Pope Francis Calls for New Models of ‘Inclusive Capitalism’

Pope Francis speaks as he concludes a congress titled "Theology after Veritatis Gaudium in
FILIPPO MONTEFORTE/AFP/Getty Images

Pope Francis urged leaders Monday to devise “more inclusive and equitable economic models,” praising those who seek ways “to make capitalism become a more inclusive instrument for integral human wellbeing.”

A just economy would “permit each person to share in the resources of this world and have opportunities to realize his or her potential,” the pope said in his address to participants in a meeting of the Council for Inclusive Capitalism in Rome.

The Council is a result of a 2016 Forum promoting “an exchange of ideas and information aimed at creating a more humane economy and contributing to the eradication of poverty on the global level,” Francis noted.

Seeking ways to make capitalism more inclusive entails “overcoming an economy of exclusion and reducing the gap separating the majority of people from the prosperity enjoyed by the few,” the pontiff remarked.

Francis acknowledged that “business is a noble vocation, directed to producing wealth and improving our world” and can be “a fruitful source of prosperity for the areas in which it operates, especially if it sees the creation of jobs as an essential part of its service to the common good.”

At the same time, authentic development cannot be restricted to economic growth alone “but must foster the growth of each person and of the whole person,” he said.

The economy must focus on the good of the human person, he said, and an economic system “detached from ethical concerns does not bring about a more just social order, but leads instead to a ‘throw away’ culture of consumption and waste.”

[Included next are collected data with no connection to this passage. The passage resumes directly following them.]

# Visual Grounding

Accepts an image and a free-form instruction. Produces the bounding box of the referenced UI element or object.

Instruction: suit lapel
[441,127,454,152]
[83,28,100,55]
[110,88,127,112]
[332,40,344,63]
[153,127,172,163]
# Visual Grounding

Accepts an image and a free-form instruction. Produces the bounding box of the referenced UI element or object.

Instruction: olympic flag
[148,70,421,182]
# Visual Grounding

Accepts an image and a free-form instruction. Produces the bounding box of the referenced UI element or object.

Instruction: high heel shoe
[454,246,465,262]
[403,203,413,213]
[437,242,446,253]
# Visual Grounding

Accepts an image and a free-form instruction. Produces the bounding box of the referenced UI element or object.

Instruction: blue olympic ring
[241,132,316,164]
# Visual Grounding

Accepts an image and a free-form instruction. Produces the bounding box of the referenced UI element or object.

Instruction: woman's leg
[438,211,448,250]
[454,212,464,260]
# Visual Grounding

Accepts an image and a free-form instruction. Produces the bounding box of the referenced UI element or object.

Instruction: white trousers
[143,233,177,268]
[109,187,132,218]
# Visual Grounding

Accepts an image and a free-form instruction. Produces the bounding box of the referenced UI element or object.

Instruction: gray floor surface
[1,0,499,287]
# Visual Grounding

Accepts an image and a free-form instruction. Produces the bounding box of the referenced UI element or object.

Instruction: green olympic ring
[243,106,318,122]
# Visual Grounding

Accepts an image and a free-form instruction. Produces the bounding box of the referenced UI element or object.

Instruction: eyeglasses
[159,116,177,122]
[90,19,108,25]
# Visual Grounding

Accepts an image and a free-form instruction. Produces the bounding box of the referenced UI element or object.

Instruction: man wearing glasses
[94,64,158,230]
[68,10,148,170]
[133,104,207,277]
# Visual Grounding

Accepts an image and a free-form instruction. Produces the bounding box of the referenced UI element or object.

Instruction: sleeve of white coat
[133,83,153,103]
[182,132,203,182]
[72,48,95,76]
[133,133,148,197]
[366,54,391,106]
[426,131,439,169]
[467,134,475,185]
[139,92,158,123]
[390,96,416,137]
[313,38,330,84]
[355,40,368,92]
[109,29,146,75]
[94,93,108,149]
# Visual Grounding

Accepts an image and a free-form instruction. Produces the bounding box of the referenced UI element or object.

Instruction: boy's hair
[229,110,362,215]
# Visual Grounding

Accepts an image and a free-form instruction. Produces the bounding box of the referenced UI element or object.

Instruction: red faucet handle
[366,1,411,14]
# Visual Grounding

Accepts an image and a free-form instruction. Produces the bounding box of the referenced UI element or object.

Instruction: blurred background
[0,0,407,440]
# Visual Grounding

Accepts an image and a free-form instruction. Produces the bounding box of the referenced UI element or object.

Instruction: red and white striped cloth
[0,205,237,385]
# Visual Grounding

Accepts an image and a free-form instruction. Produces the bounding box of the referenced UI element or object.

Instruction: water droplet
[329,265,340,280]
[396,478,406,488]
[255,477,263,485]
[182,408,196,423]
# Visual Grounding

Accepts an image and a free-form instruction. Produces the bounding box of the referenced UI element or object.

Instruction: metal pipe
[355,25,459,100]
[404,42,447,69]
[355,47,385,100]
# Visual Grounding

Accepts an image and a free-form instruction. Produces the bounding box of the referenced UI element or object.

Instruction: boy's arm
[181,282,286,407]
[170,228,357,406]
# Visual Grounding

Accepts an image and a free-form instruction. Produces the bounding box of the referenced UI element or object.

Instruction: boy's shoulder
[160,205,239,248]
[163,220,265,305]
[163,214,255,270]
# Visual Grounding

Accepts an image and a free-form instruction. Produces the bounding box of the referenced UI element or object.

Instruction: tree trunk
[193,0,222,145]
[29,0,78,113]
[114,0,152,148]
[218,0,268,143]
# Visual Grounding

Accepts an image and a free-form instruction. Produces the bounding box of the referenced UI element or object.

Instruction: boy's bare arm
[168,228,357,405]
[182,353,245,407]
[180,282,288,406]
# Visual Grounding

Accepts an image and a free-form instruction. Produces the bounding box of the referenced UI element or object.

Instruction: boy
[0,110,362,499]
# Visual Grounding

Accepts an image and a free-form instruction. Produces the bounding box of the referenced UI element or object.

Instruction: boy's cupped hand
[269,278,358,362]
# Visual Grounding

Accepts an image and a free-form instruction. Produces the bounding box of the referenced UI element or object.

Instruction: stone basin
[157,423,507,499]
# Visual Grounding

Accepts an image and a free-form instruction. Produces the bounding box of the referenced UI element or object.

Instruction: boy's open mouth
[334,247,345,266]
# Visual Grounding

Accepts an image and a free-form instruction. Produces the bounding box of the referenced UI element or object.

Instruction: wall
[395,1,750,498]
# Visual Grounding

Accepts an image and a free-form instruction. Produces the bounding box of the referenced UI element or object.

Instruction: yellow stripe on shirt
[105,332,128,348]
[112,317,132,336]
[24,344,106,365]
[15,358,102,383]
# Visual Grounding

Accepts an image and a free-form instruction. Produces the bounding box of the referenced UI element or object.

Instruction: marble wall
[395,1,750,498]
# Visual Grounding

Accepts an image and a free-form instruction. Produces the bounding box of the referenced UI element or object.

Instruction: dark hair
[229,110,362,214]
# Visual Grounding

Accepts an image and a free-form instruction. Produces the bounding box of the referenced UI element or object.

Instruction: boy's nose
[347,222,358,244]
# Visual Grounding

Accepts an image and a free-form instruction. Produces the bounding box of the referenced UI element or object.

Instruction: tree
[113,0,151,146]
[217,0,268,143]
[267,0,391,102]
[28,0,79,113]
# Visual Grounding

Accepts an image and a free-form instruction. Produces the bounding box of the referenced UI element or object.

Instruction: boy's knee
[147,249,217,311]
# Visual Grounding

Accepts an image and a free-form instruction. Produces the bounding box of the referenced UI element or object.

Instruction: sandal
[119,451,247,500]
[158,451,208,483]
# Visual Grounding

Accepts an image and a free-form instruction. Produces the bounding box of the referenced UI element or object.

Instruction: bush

As he has done on other occasions, Pope Francis insisted that just economic systems must address “rising levels of poverty on a global scale,” reflecting a common myth regarding the state of poverty around the globe.

Last June, the pope said that with the passage of time, the number of poor people increases rather than diminishes and “the poor are always poorer, and today they are poorer than ever.”

As a Brookings Institution report noted late last year, however, 2019 began “with the lowest prevalence of extreme poverty ever recorded in human history — less than 8 percent,” adding that in all likelihood, “this level will set the ‘ceiling’ for a new era of even lower single-digit global poverty rates for the foreseeable future.”

In the world today, less than ten percent of the global population lives in extreme poverty, according to the widely used “international poverty line,” whereby people are considered to be in “extreme poverty” if they live on less than $1.90 per day.

Just 30 years ago (1990), on the other hand, some 37 percent of the world lived in extreme poverty. Two centuries ago nearly everyone in the world lived in extreme poverty.

While in the year 1800 almost 90 percent of the world’s population subsisted on less than $1 a day, that percentage had been constantly falling, dropping below 20 percent in 2000 and below ten percent in the present day.

It is not only “extreme poverty” that is falling, however. The global poverty rate has been falling across every single poverty line, whether the bar is set at $1.90 a day or $10 a day.

It must also be acknowledged that there is no “gap” between the wealthy and the poor, as the vast majority of people live somewhere in the middle.

Poverty is not created. It is the natural state of human beings and has always existed. Widespread affluence is the novelty that needs to be explored and replicated.

The reason there are fewer poor people today is that wealth has been created. There is no point in searching for the causes of poverty but rather in investigating, implementing, and propagating the causes of prosperity.